In [1]:
from keras.layers import Input, Dense, TimeDistributed, Embedding
from keras.layers import Concatenate, Reshape, Lambda, Multiply, multiply, concatenate
from keras.models import Model
from keras import backend as K

import os

import tensorflow as tf
import numpy as np

# load data
# make sure that the first shape is the IMDB training data. 

def open_pickle(path):
    import pickle
    with open(path, 'rb') as f:
        X = pickle.load(f)
    return X

X_train_original = open_pickle('../../data/imdb/imdb_original_preprocessed_xtrain.pickle')
X_test_original = open_pickle('../../data/imdb/imdb_original_preprocessed_xtest.pickle')
y_train_original = open_pickle('../../data/imdb/imdb_original_preprocessed_ytrain.pickle')
y_test_original = open_pickle('../../data/imdb/imdb_original_preprocessed_ytest.pickle')

def load_unigrams(path, X, y):
    word_list = []
    connotation = {}
    
    with open(path, 'r', encoding='utf8') as f:
        for line in f:
            word_list.append(line.strip())
            
    for word in word_list:
        pos_count = 0
        neg_count = 0
        for i, doc in enumerate(X):
            if word in doc.lower():
                if (y[i] == 1):
                    pos_count += 1
                else:
                    neg_count += 1
                    
        if pos_count > neg_count:
            connotation[word] = 1
        else:
            connotation[word] = 0
    
    return word_list, connotation

def generate_appearance(X_train_corpus, X_test_corpus, word_list, connotation):
    y_train_agreement = []
    for i in range(len(X_train_corpus)):
        doc_agreement = []
        for word in word_list:
            if word in X_train_corpus[i]:
                if connotation[word] == 1:
                    doc_agreement.append(1)
                else:
                    doc_agreement.append(-1)
            else:
                doc_agreement.append(0)
        y_train_agreement.append(doc_agreement)
        
    y_test_agreement = []
    for i in range(len(X_test_corpus)):
        doc_agreement = []
        for word in word_list:
            if word in X_test_corpus[i]:
                if connotation[word] == 1:
                    doc_agreement.append(1)
                else:
                    doc_agreement.append(-1)
            else:
                doc_agreement.append(0)
        y_test_agreement.append(doc_agreement)
        
    return np.array(y_train_agreement), np.array(y_test_agreement)

# 'imdb-unigrams.txt'

####################################################################

# Count vectorizer 

from sklearn.feature_extraction.text import CountVectorizer

token = r"(?u)\b[\w\'/]+\b"
cv = CountVectorizer(min_df = 100, token_pattern=token, lowercase=True, binary=True)
X_train = cv.fit_transform(X_train_original)
X_test = cv.transform(X_test_original)

######################################################################



Using TensorFlow backend.


In [2]:
word_list, connotation = load_unigrams('./imdb-unigrams.txt', X_train_original, y_train_original)

In [3]:
words = cv.get_feature_names()

In [9]:
np.where(words == word_list[0])

AttributeError: 'tuple' object has no attribute 'shape'

In [8]:
for word in words:
    if word == word_list[0]:
        print(word)

1/10


In [12]:
words = np.asarray(words)

In [13]:
words.shape

(3686,)

In [14]:
word_list = np.asarray(word_list)

In [15]:
word_list.shape

(83,)

In [17]:
np.where((words == word_list[0]) == True)

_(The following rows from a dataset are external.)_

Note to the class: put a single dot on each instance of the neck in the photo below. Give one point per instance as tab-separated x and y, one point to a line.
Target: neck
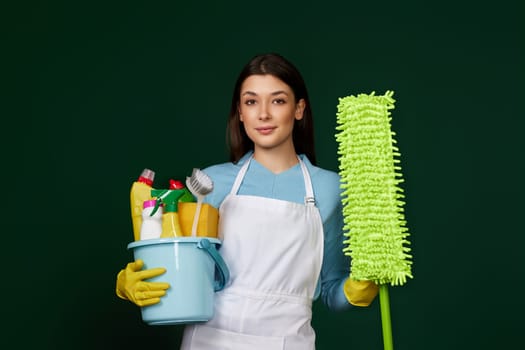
276	162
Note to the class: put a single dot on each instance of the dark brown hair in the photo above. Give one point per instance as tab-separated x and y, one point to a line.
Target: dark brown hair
279	67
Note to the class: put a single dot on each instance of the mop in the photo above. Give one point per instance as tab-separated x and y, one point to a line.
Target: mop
376	236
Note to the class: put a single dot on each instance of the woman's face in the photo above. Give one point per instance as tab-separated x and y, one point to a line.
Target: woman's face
268	110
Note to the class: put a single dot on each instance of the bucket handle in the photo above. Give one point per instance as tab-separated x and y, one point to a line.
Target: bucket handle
224	273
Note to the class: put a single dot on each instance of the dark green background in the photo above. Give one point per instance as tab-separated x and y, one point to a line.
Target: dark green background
99	91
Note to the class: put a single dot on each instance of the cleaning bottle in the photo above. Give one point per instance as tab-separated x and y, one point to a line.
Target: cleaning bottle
151	221
140	192
170	199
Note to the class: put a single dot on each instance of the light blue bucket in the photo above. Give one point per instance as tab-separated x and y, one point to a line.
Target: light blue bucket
190	263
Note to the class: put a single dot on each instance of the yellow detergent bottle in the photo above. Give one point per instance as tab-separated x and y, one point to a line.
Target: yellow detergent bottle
140	192
170	199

(array([3], dtype=int64),)

In [73]:
term_list = dict()

In [74]:
for word in word_list:
    if len(np.where((words==word)==True)[0]) == 1:
        term_list[word] = np.where((words==word)==True)[0][0]
    else:
        term_list[word] = None

In [88]:
X_train[:,term_list['1/10']]

<25000x1 sparse matrix of type '<class 'numpy.int64'>'
	with 242 stored elements in Compressed Sparse Row format>

In [None]:
def load_unigrams(path, X, y, cv):
    human_term_list = []
    connotation = {}
    term_index = dict()
    vocab = np.asarray(cv.get_feature_names())
    
    with open(path, 'r', encoding='utf8') as f:
        for line in f:
            human_term_list.append(line.strip())
    
    human_term_list = np.asarray(human_term_list)
    
    for word in human_term_list:
        if len(np.where((vocab==word)==True)[0]) == 1:
            term_index[word] = np.where((words==word)==True)[0][0]
        else:
            term_index[word] = None
            connotation[word] = None
            continue
            
        pos_count = 0
        neg_count = 0
        
        for i,doc in enumerate(X):
            if doc[0,term_index[word]] == 1:
                if y[i] == 1:
                    pos_count += 1
                else:
                    neg_count += 1
        
        if pos_count > neg_count:
            connotation[word] = 1
        else:
            connotation[word] = 0
    
    return human_term_list, connotation

In [None]:
word_list, connotation = load_unigrams('./imdb-unigrams.txt', X_train, y_train_original, cv)